First homebuyers to get extra $5,000 in Queensland budget 2016
The first home buyers grant in Queensland will be increased to $20,000 next financial year, however the deal will only be available for one year.
First home buyer's grant increased by $5,000 to $20,000 for 2016/17
Foreign house buyers will be charged a new stamp duty of 3 per cent
Operating surplus forecast for 2016/17
The grant currently stands at $15,000 and is offered to people who buy or build new homes, valued at less than $750,000.
Treasurer Curtis Pitt made the pre-budget speech at a media lunch in Brisbane today, where he also reinforced his promise of no new charges or an increase to taxes beyond indexation.
However, foreign house buyers will be charged a new stamp duty of 3 per cent.
It follows a similar move in Victoria.
"This will ensure foreign purchasers of residential property who benefit from government services and infrastructure make a contribution to their delivery as local buyers do," he said.
Surplus confirmed for upcoming financial year
After years in the red, Mr Pitt confirmed Tuesday's budget would contain an operating surplus in the upcoming financial year, as forecasted in last year's mid-year budget update.
The budget is then expected to remain in the black over the forward estimates.
"We will achieve this surplus while investing in new infrastructure and paying down debt, once again, without asset sales," Mr Pitt said.
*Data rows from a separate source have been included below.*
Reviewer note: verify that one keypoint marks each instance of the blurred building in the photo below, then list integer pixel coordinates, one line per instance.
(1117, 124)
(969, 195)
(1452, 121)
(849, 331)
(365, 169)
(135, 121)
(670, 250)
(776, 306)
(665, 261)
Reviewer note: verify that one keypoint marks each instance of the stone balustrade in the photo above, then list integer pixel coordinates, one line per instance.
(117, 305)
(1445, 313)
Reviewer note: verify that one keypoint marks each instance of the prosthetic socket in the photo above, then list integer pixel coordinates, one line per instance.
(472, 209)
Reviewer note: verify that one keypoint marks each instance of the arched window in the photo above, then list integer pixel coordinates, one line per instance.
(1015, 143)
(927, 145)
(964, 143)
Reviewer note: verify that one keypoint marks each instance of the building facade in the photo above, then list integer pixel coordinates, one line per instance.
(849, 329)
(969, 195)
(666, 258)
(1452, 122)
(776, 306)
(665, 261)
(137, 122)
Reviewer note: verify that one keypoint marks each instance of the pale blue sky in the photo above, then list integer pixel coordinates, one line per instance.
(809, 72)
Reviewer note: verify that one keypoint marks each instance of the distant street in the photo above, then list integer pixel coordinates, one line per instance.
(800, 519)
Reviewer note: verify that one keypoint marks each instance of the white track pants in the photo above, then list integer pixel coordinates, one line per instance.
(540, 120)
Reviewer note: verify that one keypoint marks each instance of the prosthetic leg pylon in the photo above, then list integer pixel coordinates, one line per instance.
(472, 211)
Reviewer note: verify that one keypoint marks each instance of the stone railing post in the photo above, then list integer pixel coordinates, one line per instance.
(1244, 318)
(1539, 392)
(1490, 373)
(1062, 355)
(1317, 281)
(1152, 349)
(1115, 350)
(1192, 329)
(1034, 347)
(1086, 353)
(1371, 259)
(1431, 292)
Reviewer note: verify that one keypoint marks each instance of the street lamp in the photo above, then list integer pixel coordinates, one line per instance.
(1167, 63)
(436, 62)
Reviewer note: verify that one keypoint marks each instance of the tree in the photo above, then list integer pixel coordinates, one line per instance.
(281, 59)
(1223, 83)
Given a $4.7-billion revenue write-down over forward estimates, amid weak commodity prices, Mr Pitt said the Government would need to eventually have a conversation with the community about increasing taxes, potentially in the next term.
"But of course we would hope that we can maintain the tax settings that we have," he said.
"It's important we see just how our economic plan will flow through the economy over the next couple of years and of course that's the point where we're going to have that conversation.
"When you see the extent of the [revenue] write-downs — a deteriorating position since last budget — we obviously are going to have to have a conversation about how this will work into the future."
Opposition, industry against foreign investor tax
Under the foreign home buyer changes, purchasers will pay an extra $11,000 on a $365,400 home, as an example.
"That is the risk here, a foreign investor taking their dollars to another state," Real Estate Institute of Queensland chief executive Antonia Mercorella said.
Property Council of Australia's Chris Mountford said the foreign investment change was a high-risk move for the fragile economy and breaks a May 2015 promise from the Treasurer.
Mr Mountford said it would be a significant shock to industry confidence and would place many projects at risk.
"At a time when the Queensland Government's resource revenue is being drastically written down, trying to recoup losses from one of the few sectors of the Queensland economy that is currently generating jobs is short-sighted," he said.
Shadow treasurer Scott Emerson said the tax would cost jobs.
"This will destroy confidence in the business sector, this will put in jeopardy numerous projects," he said.
"That's what the industry is saying and that's what Mr Pitt said last year as well."